I personally would like to see 4K. I lean towards more detail based upon the projectors processing video with oversampling especially for motion at high (greater than 96) frames pers second. Oversampling allowed for noise-shaping and very flat frequency response when high-end CD players came out. I expect the same with 4Ks "2X" oversampling with a little anti-aliasing and high frame rates.

The screen will have to be much larger. Try connecting an HDMI-capable laptop to your 1080p TV and see how close you have to be in order to read text. Farther away than that and your eyes are the limiting factor. A 52 inch 4K display would be a waste of time except as a computer display. It would have almost the exact pixel density of a 24 inch 1920x1200 computer monitor.

I have an Epson 6100 projector, 17 feet from a 157 inch screen and I can easily see the SDE but I cannot say that I see the pixel structure. It's hard to find content that sharp except from my computer. I agree that most people will not use it to it's fullest extent. There's no content or computers that can output 4k, though Intel just announced that their next chipset will. We have all seen: stretched displays, obvious Std-Def being sent on HD channels un-cropped and friends watching cable TV from a yellow Composite cable.

Before you get too smug, ask yourself what's the difference between 1080i and 1080p... If you have been seeing "hi-def" only on flat panels the answer is likely nothing. They all convert everything you connect to them to the panels native resolution and field rate to fill the screen. In fact except for an old Hitachi Plasma, I haven't seen an actual blinky/comb "i" picture since I owned CRT based Proscan rear projector and Sony Wega 32 inch TVs.

Full-Resolution 3D would sure benefit. Whitness JVCs' "wabulation-like" effort. Also, a lot of movies are shot in 4K so this may actually be "as close as you can get to the theater experience".

hough1856's picture

Like most, if not all, of the other people who subscribe to Home Theater I am a cautiously optimistic ealy adopter of most technologies that permeate our hobby. However, at the risk of forum derision, I'm not in favor of 4K. The human eye simply cannot tell the difference on home-sized screens. Once you get to the realm of 103" screens, the difference is subtly noticeable.
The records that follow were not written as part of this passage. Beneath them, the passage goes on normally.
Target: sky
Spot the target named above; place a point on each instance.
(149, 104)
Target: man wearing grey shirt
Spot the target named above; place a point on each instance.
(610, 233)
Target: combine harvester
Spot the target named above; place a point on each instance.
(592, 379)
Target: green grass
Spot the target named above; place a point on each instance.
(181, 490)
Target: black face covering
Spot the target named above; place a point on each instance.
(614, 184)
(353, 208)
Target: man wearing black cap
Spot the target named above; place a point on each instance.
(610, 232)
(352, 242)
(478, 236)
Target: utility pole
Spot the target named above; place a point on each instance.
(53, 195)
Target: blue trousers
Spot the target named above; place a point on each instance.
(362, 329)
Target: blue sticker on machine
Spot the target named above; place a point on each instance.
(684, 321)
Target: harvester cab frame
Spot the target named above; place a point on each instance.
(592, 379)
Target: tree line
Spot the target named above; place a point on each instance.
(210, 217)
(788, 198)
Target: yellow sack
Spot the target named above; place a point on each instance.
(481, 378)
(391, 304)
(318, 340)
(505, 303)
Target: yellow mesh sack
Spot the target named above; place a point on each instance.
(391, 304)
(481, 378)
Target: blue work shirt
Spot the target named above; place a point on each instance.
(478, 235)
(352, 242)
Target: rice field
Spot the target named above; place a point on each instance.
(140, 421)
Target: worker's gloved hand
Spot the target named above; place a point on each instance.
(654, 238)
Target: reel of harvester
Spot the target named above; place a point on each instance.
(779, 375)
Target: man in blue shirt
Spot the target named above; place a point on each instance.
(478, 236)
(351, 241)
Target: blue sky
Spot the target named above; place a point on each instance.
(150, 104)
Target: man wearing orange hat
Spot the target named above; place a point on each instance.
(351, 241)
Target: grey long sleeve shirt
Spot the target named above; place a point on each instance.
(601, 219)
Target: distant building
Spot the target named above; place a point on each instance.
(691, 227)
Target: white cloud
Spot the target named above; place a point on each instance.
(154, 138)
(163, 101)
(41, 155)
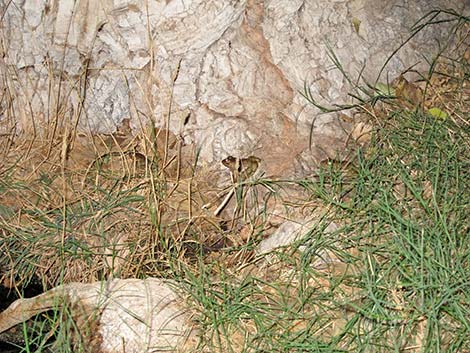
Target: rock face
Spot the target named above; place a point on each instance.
(128, 316)
(238, 67)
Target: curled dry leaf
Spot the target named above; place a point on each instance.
(120, 315)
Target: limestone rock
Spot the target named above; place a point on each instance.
(238, 66)
(120, 315)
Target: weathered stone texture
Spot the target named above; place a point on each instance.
(238, 66)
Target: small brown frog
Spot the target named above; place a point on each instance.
(241, 168)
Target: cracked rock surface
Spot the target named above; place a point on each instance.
(237, 67)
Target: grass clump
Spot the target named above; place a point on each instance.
(383, 267)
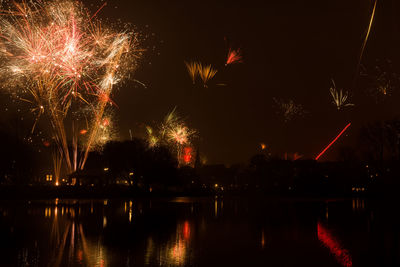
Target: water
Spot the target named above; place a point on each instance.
(199, 232)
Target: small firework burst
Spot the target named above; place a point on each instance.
(152, 139)
(289, 109)
(172, 133)
(340, 97)
(206, 73)
(234, 56)
(382, 81)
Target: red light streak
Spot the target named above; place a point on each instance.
(342, 255)
(334, 140)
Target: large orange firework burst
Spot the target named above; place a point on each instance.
(61, 59)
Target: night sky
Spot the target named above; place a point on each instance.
(291, 50)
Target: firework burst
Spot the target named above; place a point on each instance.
(339, 96)
(234, 56)
(206, 73)
(289, 109)
(67, 60)
(172, 133)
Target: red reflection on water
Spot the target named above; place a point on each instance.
(342, 255)
(187, 155)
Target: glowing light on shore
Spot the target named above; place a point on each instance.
(333, 141)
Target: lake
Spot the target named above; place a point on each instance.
(199, 232)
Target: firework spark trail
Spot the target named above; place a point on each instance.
(365, 40)
(339, 96)
(193, 70)
(333, 141)
(234, 56)
(62, 55)
(206, 72)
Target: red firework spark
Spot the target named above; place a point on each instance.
(334, 140)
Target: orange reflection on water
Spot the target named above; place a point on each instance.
(173, 252)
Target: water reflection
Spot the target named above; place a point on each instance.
(341, 254)
(196, 232)
(174, 252)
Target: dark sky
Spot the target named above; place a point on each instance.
(291, 49)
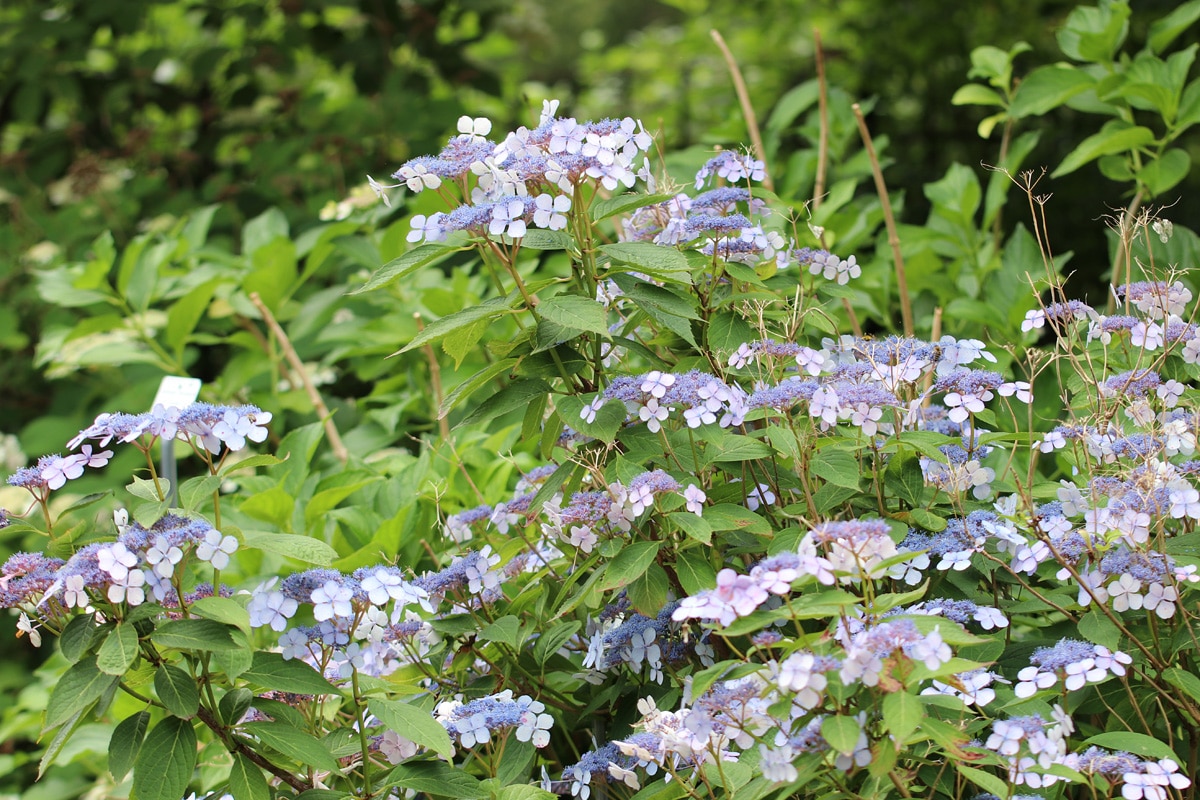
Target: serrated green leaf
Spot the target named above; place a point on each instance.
(1115, 138)
(246, 781)
(60, 739)
(1183, 680)
(576, 313)
(985, 781)
(293, 546)
(293, 743)
(270, 671)
(604, 427)
(505, 630)
(837, 467)
(126, 743)
(437, 779)
(234, 704)
(515, 396)
(405, 265)
(193, 635)
(77, 637)
(555, 637)
(81, 685)
(903, 714)
(119, 650)
(629, 565)
(647, 257)
(1048, 88)
(1134, 743)
(695, 572)
(438, 329)
(163, 767)
(178, 691)
(694, 527)
(195, 491)
(413, 723)
(736, 449)
(648, 593)
(623, 204)
(222, 609)
(841, 733)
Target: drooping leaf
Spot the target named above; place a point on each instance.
(163, 767)
(413, 723)
(126, 743)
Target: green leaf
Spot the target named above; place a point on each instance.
(293, 743)
(905, 479)
(505, 630)
(1134, 743)
(186, 312)
(163, 767)
(975, 94)
(985, 781)
(629, 565)
(196, 491)
(837, 467)
(1164, 173)
(234, 704)
(246, 781)
(293, 546)
(1095, 32)
(694, 527)
(727, 331)
(59, 741)
(555, 637)
(81, 685)
(515, 396)
(604, 427)
(648, 593)
(647, 257)
(695, 572)
(413, 723)
(178, 691)
(222, 609)
(126, 743)
(77, 637)
(1114, 137)
(1167, 29)
(193, 635)
(437, 779)
(841, 733)
(119, 650)
(624, 204)
(1048, 88)
(442, 328)
(576, 313)
(270, 671)
(1183, 680)
(736, 449)
(903, 714)
(525, 792)
(473, 384)
(727, 516)
(539, 239)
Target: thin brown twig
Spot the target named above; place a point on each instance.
(823, 113)
(888, 220)
(739, 86)
(318, 404)
(435, 380)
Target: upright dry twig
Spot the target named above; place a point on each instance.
(888, 220)
(823, 113)
(739, 86)
(318, 404)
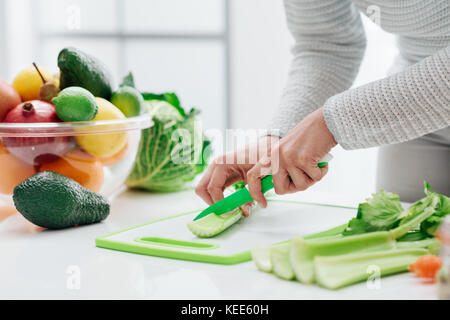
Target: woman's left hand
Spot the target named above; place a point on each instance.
(293, 162)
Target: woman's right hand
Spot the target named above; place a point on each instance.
(232, 167)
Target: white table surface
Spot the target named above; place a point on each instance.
(65, 264)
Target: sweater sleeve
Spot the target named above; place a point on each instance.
(329, 46)
(395, 109)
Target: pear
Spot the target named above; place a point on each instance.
(48, 89)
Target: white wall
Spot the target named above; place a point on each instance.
(261, 57)
(260, 60)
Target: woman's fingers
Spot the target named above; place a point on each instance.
(201, 189)
(299, 180)
(246, 208)
(281, 181)
(254, 176)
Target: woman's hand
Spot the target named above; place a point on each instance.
(293, 162)
(231, 168)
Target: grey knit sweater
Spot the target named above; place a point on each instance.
(329, 46)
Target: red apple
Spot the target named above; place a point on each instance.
(35, 150)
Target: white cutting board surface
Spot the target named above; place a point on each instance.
(280, 221)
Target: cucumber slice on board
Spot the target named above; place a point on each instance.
(343, 270)
(279, 257)
(261, 258)
(212, 224)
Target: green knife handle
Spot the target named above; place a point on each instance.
(267, 181)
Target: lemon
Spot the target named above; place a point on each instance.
(104, 145)
(28, 82)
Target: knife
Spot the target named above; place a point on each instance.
(243, 196)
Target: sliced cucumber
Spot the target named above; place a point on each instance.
(213, 224)
(279, 257)
(261, 258)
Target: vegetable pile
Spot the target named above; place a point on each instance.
(382, 238)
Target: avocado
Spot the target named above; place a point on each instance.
(51, 200)
(83, 70)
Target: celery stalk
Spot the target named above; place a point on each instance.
(303, 250)
(431, 244)
(261, 254)
(343, 270)
(279, 257)
(415, 220)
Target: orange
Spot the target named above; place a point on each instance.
(115, 158)
(12, 171)
(79, 166)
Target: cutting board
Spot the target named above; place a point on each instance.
(280, 221)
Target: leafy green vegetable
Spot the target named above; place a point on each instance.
(379, 213)
(172, 152)
(431, 225)
(343, 255)
(128, 80)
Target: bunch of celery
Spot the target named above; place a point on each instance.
(382, 237)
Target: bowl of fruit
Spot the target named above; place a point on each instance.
(75, 124)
However, for any standard flat screen or smaller projection screen you're essentially spending money on a technology you won't reap any visual benefit from. As it is, many Blu-Ray transfers are less than ideal, so I would have to imagine that many studios will adopt less than favorable transfers simply for the purpose of milking the technology. What we would be left with is a technology of promise without the necessary capacities within the home to maximize its potential and less-than adequate media with which to view. There exists a critical mass when at some point you simply can't do any better. Given the average screen size of TVs and most projectors, 4k is not going to be worth it - blame the limitations of our visual acuity I suppose. I'm perfectly happy with 1080p.